The Blue Jackets have relaxed some travel rules -- track suits can be worn for longer flights, for example -- but players have worn sport coats and dress pants (ties optional) to games so far this season. Skullcaps and other knit hats also have been allowed.
So the challenge is to be creative within that structure, and a number of CBJ players have taken that on headfirst. Roslovic gets together with his friend Ethan Weisman, owner of Pantheon Limited, a luxury clothing brand that works with a number of athletes as well as Dwayne "The Rock" Johnson, to come up with some looks to wear throughout the season.
"We've done some experimenting with stuff, and it's just a fun little hobby of mine now and good business for him," Roslovic said. "I don't do much of the designing, I just wear it. We talk about ideas, and if I have anything I want to do I'll ask him, but for the most part I just let him go crazy."
Laine, meanwhile, said he often consults with his girlfriend on some of the outfits he wears to games, and he picks up accessories like his now famous purple glasses whenever he sees them out and about.
"I like to wear different kinds of stuff," he said on The Inside Edge earlier this year. "I don't want to look like everybody else. I think that's great for the game, that guys will bring their own personality out a little bit more. I like that kind of style, and I think it represents my personality. I have a couple more things for you guys hopefully in the future."
While that will have to wait, with Laine going on injured reserve Friday, he said the key to his looks is matching colors -- "You can't look like a rainbow out there," he said -- and then repping everything with the belief that it looks good.
"Everything you wear with confidence looks good," he said. "If it looks good in my mind, that's all that matters, really."
Merzlikins, like Roslovic, has a local clothier that he works with, and like Laine, he's not afraid to show off his personality. Of note, he's incorporated hats into many of his fits this year, with more to come, and the goalie says he's felt more comfortable when it comes to showing off his style now that he's in his third year in the NHL.
"I think this is how you feel about yourself and your personality and what you feel comfortable to wear," Merzlikins said. "I really love the suits. I love the fabric and I love the particular stuff. Even the inside of the suit has to be particular. I don't like boring, simple stuff so I am always going to make something particular."
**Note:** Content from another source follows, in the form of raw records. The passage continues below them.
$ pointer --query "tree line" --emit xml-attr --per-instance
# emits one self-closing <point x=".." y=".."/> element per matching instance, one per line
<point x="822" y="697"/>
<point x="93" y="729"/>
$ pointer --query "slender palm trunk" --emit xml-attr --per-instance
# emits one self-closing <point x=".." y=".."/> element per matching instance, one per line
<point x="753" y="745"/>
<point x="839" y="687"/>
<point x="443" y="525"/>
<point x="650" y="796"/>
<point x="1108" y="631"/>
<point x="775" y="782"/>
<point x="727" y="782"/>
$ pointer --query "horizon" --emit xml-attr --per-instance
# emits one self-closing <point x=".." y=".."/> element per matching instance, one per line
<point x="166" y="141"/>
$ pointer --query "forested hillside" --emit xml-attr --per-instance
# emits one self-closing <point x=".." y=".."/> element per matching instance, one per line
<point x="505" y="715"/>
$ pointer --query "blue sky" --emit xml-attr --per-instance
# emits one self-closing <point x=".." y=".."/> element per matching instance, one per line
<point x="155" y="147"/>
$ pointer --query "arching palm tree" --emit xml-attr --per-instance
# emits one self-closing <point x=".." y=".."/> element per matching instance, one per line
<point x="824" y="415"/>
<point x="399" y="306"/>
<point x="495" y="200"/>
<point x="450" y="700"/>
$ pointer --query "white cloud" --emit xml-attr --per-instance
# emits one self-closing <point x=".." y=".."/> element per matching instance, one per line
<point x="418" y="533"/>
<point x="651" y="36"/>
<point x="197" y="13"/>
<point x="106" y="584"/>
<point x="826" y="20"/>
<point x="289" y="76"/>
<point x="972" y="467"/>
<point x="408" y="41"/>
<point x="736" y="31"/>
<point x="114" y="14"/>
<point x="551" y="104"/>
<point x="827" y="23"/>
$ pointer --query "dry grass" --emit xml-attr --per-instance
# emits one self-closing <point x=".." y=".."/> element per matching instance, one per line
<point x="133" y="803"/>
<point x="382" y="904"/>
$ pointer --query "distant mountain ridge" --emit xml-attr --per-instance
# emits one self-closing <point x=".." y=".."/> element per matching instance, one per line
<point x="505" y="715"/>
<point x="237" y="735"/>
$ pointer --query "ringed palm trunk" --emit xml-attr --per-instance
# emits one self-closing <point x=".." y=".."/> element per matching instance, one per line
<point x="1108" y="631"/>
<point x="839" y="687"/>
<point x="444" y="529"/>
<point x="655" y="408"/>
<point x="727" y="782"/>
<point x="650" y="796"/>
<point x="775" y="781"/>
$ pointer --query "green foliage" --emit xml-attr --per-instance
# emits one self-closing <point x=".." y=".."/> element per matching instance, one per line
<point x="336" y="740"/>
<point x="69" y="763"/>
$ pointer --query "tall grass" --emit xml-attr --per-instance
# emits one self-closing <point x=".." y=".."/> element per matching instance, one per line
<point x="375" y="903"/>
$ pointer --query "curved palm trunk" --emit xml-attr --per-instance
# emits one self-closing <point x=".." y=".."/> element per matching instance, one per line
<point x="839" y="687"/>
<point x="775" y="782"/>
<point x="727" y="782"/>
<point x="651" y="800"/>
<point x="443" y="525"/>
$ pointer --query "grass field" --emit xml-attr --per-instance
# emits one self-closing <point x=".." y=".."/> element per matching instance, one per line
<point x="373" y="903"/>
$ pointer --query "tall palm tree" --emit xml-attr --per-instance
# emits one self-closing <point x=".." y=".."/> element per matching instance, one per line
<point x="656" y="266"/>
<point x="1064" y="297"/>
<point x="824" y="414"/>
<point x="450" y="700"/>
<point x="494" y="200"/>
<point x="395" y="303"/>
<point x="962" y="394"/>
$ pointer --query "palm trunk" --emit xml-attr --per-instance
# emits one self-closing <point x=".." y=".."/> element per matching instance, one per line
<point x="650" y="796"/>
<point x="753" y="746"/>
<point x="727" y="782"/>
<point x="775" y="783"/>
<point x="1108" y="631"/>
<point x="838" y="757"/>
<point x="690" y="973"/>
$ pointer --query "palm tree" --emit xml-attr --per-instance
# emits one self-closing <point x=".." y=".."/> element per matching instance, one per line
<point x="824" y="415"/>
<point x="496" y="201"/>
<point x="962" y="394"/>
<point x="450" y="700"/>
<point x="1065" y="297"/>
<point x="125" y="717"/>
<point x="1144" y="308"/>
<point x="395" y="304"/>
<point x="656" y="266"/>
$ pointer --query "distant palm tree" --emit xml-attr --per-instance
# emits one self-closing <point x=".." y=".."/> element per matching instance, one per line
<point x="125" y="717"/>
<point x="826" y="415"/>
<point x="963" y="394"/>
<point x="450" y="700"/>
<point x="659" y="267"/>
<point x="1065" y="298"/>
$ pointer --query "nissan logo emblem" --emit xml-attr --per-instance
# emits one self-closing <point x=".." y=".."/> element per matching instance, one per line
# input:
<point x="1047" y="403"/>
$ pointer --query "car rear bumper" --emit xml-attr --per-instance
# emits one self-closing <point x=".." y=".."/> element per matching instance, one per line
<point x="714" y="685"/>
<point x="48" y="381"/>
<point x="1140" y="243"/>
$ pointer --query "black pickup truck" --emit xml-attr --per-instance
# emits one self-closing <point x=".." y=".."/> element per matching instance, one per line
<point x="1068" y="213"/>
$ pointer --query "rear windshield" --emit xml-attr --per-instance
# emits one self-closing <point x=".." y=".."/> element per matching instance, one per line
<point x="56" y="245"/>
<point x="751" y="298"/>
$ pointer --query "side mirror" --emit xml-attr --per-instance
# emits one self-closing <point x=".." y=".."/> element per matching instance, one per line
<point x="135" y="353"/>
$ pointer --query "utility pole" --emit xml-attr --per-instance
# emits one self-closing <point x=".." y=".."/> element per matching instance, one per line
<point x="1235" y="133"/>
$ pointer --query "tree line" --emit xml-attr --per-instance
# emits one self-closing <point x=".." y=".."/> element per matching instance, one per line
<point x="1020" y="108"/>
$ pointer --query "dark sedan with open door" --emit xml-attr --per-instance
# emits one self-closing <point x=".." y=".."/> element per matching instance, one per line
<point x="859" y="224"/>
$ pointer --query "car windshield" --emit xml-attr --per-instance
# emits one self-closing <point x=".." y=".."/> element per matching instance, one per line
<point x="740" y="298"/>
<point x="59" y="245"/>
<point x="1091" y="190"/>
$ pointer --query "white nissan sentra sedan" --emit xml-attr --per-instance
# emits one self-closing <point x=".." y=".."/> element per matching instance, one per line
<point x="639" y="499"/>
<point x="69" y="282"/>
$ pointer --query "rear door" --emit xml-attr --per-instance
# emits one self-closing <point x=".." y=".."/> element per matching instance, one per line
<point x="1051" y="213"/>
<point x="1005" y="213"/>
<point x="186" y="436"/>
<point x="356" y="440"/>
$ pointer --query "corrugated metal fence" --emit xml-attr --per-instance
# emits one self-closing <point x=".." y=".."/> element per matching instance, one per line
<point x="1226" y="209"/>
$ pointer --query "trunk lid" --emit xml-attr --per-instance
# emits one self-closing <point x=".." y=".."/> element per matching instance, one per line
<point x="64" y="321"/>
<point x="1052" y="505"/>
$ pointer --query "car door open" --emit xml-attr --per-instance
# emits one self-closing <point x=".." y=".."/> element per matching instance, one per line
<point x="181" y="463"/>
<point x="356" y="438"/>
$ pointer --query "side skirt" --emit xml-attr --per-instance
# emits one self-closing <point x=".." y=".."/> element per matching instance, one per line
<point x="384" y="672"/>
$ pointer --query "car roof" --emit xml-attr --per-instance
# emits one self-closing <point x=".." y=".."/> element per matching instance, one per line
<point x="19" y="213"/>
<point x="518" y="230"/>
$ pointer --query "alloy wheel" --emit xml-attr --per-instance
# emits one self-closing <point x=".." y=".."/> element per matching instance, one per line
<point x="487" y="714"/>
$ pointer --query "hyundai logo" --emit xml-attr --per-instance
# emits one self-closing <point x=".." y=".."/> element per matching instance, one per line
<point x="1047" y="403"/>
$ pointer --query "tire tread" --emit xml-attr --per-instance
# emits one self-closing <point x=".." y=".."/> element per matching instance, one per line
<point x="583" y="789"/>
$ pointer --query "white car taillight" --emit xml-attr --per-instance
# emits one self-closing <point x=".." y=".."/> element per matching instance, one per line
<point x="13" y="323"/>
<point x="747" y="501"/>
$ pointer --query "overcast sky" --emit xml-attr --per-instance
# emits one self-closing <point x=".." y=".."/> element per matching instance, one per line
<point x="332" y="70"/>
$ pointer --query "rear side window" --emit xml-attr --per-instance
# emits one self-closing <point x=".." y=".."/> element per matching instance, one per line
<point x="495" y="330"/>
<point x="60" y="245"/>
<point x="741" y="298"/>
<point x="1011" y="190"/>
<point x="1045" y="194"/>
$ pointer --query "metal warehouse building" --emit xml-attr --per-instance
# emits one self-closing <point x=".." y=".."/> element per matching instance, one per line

The hope for many NHL players is to see the league relax the dress code even further, in part because of what fashion has done to spotlight NFL and NBA players in recent years. Even the existence of an NHL style power rankings column shows just how much fits can appeal to the average fan and perhaps even bring more people into the tent to watch and grow the sport.
"Hopefully it's heading in that direction a little bit more," Laine said. "I think it just brings out guys' personalities a little more. I personally like wearing suits -- it's not an issue for me -- but it would be nice to have some other options if you just want to be comfortable for one day. That would be all right, but hopefully it's moving to a more relaxed direction and guys can go a little bit looser sometimes.
"I think it would be great for hockey overall to expand and grow the game. I think that's part of it. Obviously the main thing is the on-ice product, but I think off the ice, we can expand the sport and get more viewers and add to hockey, so I think it would be a good thing."